Here it is on purpose. If an input array is int[], then the callback is called with an int argument. If ARRAY_FILTER_USE_KEY passed, then callback should be called with mixed (not item value, but item key), and if the third parameter is not constexpr, how callback should be typed? Sometimes it accepts T, sometimes it accepts mixed. If you pass a lambda with an int type hint, you'll get an unexpected error. Moreover, T|mixed won't work with instances.

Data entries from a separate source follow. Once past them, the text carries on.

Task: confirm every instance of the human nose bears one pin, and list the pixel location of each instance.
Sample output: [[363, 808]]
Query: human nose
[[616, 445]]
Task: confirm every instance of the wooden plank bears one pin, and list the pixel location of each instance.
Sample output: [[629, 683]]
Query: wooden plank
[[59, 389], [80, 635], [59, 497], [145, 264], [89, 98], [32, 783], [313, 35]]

That's why ARRAY_FILTER_USE_KEY support can't be added in a PHP way.
The solution is to add a separate KPHP function that does what you want. Declared like

function array_filter_by_key ($a ::: array, callback ($key ::: mixed) ::: bool) ::: ^1;

And it's a right way here. What you need to do:

  1. Implement a PHP polyfill for array_filter_by_key() — to use it for development
  2. Declare it in functions.txt — to make compiler know about it
  3. Implement it in C++ — to make runtime know about it
    template<class T, class T1>
    array<T> f$array_filter_by_key(const array<T> &a, const T1 &callback) { /* ... */ }
    
  4. Write tests and create a pull request

Conclusion

Adding new functionality is quite complicated and involves thinking about all compilation steps, but lots of existing code hints a lot, and writing tests always detects if you have missed something.

As it has been told many times, KPHP has always been a proprietary project with various presumptions and abandoned areas. Lots of lacking functionality — both at compile-time, at runtime, and at PHP stdlib support — are still to be added.

If you have something to share, feel free to contribute.